16. Change in Control Distributions. All Deferral Elections shall be cancelled upon the occurrence of a Change in Control, and all shares shall be delivered within 60 days after the date of such Change in Control. For purposes of the Plan, the term “Change in Control” shall have the meaning set forth in the Burlington Northern Santa Fe 1996 Stock Incentive Plan, as it may be amended from time to time, provided that a Change in Control shall only deemed to have occurred to the extent such transaction or event also constitutes a “change in the ownership or effective control” of the Company or a “change in ownership of a substantial portion of the assets” of the Company, in each case within the meaning of Treas. Reg. § 1.409A-3(a)(5).

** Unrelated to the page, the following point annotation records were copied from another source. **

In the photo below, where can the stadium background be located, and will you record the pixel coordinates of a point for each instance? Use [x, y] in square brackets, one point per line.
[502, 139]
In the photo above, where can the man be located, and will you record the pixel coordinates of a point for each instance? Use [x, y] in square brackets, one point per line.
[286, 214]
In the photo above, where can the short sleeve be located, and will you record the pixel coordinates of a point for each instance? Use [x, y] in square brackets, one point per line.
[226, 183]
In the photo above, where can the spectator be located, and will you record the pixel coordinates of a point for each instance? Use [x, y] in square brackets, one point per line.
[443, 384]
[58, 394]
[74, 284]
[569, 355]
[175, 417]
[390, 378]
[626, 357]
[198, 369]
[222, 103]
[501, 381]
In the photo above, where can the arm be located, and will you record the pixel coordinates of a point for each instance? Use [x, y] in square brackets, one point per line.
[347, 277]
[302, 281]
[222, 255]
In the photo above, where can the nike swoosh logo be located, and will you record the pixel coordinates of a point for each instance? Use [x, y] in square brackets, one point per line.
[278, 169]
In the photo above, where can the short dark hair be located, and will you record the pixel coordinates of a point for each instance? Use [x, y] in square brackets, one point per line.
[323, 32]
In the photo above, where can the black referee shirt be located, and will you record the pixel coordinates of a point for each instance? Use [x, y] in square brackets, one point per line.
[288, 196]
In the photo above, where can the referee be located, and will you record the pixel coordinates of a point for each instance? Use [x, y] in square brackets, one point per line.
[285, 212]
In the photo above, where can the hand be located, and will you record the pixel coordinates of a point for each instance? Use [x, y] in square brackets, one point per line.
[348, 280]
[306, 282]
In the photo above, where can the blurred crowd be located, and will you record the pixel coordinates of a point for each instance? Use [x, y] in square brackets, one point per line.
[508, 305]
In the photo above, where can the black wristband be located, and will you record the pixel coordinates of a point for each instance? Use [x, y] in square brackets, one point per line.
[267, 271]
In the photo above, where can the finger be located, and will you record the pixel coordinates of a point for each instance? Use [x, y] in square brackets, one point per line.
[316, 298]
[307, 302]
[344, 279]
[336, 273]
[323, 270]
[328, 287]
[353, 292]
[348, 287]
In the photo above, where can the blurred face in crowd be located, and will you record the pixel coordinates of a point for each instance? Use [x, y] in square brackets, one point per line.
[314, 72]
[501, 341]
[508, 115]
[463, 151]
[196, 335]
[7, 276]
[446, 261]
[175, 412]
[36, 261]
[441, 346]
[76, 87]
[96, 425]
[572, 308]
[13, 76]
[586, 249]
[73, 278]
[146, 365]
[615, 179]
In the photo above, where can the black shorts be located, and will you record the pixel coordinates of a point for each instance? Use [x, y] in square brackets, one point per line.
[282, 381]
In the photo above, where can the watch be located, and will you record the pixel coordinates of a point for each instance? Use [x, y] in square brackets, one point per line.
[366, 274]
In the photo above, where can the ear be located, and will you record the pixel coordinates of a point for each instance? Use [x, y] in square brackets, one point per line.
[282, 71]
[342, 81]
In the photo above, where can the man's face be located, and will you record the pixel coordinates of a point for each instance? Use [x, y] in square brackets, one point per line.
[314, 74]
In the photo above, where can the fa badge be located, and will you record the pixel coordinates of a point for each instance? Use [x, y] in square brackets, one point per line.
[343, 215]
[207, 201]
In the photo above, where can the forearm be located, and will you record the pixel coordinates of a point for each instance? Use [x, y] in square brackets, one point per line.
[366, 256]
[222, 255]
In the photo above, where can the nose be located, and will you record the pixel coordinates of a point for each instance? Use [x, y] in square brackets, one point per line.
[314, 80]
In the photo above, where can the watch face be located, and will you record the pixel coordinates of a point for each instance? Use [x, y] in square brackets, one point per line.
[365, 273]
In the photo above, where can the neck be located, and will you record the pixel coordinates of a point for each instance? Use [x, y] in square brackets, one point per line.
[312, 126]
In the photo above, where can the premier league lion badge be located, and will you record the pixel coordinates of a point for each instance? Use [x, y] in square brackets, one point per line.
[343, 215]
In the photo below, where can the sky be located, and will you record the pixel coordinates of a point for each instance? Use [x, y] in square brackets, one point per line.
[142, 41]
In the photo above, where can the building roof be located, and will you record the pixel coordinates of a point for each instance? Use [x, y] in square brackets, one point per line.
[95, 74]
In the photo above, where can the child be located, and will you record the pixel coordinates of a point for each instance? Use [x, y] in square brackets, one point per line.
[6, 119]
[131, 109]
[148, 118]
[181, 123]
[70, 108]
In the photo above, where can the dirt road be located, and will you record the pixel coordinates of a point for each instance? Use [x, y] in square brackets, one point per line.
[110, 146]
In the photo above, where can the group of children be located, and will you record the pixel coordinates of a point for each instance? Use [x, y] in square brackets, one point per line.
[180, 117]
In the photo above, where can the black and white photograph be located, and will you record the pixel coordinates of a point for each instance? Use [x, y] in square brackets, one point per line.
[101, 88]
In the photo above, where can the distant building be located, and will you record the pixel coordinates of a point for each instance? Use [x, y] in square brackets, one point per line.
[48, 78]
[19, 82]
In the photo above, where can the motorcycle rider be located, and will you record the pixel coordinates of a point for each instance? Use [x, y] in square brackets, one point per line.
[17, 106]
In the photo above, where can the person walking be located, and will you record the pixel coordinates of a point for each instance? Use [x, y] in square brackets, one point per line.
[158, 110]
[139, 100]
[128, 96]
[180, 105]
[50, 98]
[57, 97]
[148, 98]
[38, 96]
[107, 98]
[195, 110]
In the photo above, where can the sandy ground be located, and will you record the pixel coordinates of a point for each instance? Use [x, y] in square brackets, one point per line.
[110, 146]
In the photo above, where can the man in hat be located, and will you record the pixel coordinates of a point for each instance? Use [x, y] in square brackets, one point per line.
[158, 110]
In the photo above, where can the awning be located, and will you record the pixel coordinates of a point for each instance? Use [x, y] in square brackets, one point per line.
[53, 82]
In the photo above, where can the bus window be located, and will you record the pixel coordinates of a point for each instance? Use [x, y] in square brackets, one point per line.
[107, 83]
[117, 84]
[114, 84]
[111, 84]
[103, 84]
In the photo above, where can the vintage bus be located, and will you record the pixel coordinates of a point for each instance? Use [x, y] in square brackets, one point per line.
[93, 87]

17. Designation of Beneficiary. Each Participant from time to time, by signing a form furnished by the Committee, may designate any legal or natural person or persons (who may be designated contingently or successively) to whom his or her benefits under the Plan are to be paid if the Participant dies before receiving all of his or her benefits. A beneficiary designation form will be effective only when the signed form is filed with the Company while the Participant is alive and will cancel all beneficiary designation forms filed earlier. If a deceased Participant failed to designate a beneficiary as provided above, or if the designated beneficiary of a deceased Participant dies before the Participant or before complete payment of the Participant's benefits, the benefits shall be paid to the legal representative or representatives of the estate of the last to die of the Participant and designated beneficiary.
18. Statement of Deferred Accounts . As soon as practicable after the end of each Plan Year, the Company shall provide each Participant with a statement of the transactions in each of his or her Deferred Accounts during that year and his or her Deferred Account balances as of the end of the year.
19. Election Forms. Participant election forms made under the Plan shall be in such form as may be established by the Committee. The Committee may establish additional rules applicable to such elections as may be set forth in the election forms.
20. Restrictions on Share Units. Until distribution, Share Units may not be sold, assigned transferred, pledged or otherwise encumbered, and the Participant shall not be treated as a stockholder with respect to Share Units.
21. Rights to Shares. Neither the Participant nor any other person shall, by reason of the Plan, acquire any right in or title to any assets, funds or property of the Company whatsoever prior to the date shares of Stock are distributed. The Participant shall have only a contractual right to the shares and cash distributable under the Plan, unsecured by any assets of the Company or any subsidiary.
22. Plan Not Contract of Employment. The Plan does not constitute a contract of employment, and does not give the Participant the right to be retained in the employ of the Company.
23. Successors and Assigns. The Plan shall be binding upon, and inure to the benefit of, the Company and its successors and assigns, and upon any person acquiring, whether by merger, consolidation, purchase of assets or otherwise, all or substantially all of the Company's assets and business.
24. Administration. The authority to manage and control the operation and administration of the Plan shall be vested in the BNSF Employee Benefits Committee (the “Committee”). The Committee is authorized to make appropriate modifications of the Stock award agreements (including Stock Option and Restricted Stock agreements) to reflect Deferral Elections under the Plan. Subject to the provisions of the Plan, the Committee will have the authority and discretion to interpret the Plan, to establish, amend, and rescind any rules and regulations relating to the Plan, to determine the terms and provisions of any agreements made pursuant to the Plan, and to make all other determinations that may be necessary or advisable for the administration of the Plan. Any interpretation of the Plan by the Committee and any decision made by it under the Plan is final and binding on all persons. Except to the extent prohibited by applicable law or the rules of any stock exchange, the Committee may allocate all or any portion of its responsibilities and powers to any one or more of its members and, except as otherwise provided by the Committee from time to time, the Committee delegates its responsibilities to the Human Resources Department. Any such allocation or delegation may be revoked by the Committee at any time.
25. Amendment. The Plan may be amended from time to time by the Chief Executive Officer of the Company, and additional rules may be established by the Chief Executive Officer of the Company, except that amendments of the rules relating to distributions of the Chief Executive Officer’s benefits may be amended by the Chief Executive Officer only with the approval of the Committee.
The Burlington Northern Santa Fe Corporation Senior Management Stock Deferral Plan is hereby adopted, effective January 1, 1997 by Burlington Northern Santa Fe Corporation.